How to Build Strategic Thinking Skills for Effective Leadership

How to Build Strategic Thinking Skills for Effective Leadership

Have you been thinking of how you can be a more strategic leader during these uncertain times? Has the pandemic thrown a wrench at all your carefully laid out plans and initiatives?

You’re not alone. The truth is, we all want some stability in our careers and teams during this disruptive pandemic.

However, this now requires a bit more effort than before and making the leap from merely surviving to thriving means buckling down to some serious strategic thinking and maintaining a determined mindset.

Is There a Way to Thrive Despite These Disruptions?

Essentially – yes, although you need to be willing to put in the work. Every leader wants to develop strategic thinking skills so that they can enhance overall team performance and boost their company’s success, but what exactly does it mean to be strategic in the context of the times we live in?
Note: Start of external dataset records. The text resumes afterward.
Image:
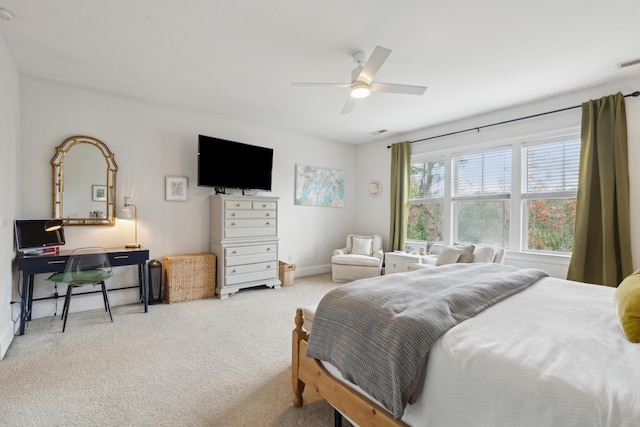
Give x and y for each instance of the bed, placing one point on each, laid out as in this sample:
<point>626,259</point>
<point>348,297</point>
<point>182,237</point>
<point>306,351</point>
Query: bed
<point>551,353</point>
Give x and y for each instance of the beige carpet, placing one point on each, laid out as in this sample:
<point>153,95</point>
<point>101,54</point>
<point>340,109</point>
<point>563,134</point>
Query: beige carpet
<point>199,363</point>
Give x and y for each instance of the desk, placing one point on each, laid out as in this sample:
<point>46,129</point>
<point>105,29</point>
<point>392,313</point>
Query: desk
<point>51,262</point>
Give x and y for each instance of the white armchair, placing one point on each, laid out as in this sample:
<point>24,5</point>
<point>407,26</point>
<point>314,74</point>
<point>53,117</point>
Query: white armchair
<point>361,257</point>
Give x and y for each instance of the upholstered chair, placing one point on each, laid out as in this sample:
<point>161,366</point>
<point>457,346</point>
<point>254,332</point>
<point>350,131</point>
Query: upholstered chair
<point>360,258</point>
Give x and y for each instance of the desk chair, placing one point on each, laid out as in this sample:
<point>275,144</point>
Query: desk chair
<point>86,266</point>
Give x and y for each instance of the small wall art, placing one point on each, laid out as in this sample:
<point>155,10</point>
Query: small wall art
<point>99,193</point>
<point>175,188</point>
<point>317,186</point>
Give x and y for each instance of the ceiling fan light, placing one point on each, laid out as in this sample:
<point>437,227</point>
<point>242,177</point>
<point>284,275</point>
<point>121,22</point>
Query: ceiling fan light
<point>360,91</point>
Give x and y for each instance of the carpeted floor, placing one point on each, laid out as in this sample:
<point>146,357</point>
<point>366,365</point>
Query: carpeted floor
<point>199,363</point>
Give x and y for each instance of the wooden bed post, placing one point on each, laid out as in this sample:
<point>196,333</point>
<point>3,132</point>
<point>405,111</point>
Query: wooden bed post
<point>297,335</point>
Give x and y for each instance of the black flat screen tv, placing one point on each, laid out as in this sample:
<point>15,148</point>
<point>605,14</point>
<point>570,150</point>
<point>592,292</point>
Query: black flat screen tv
<point>229,164</point>
<point>32,236</point>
If you happen to be in a leadership position in your organization right now, you are most probably navigating precarious waters given the disruptions caused by the pandemic. There’s a lot more pressure than before because your actions and decisions will have a much greater impact these days not just on you, but also to the people who are part of your team.

Companies often bring me in to coach executives on strategic thinking and planning. And while pre-pandemic I would usually start by highlighting the advantages of strategic thinking, nowadays, I always begin these Zoom coaching sessions by driving home the point that this pandemic has now made strategic thinking not just an option but an absolute must.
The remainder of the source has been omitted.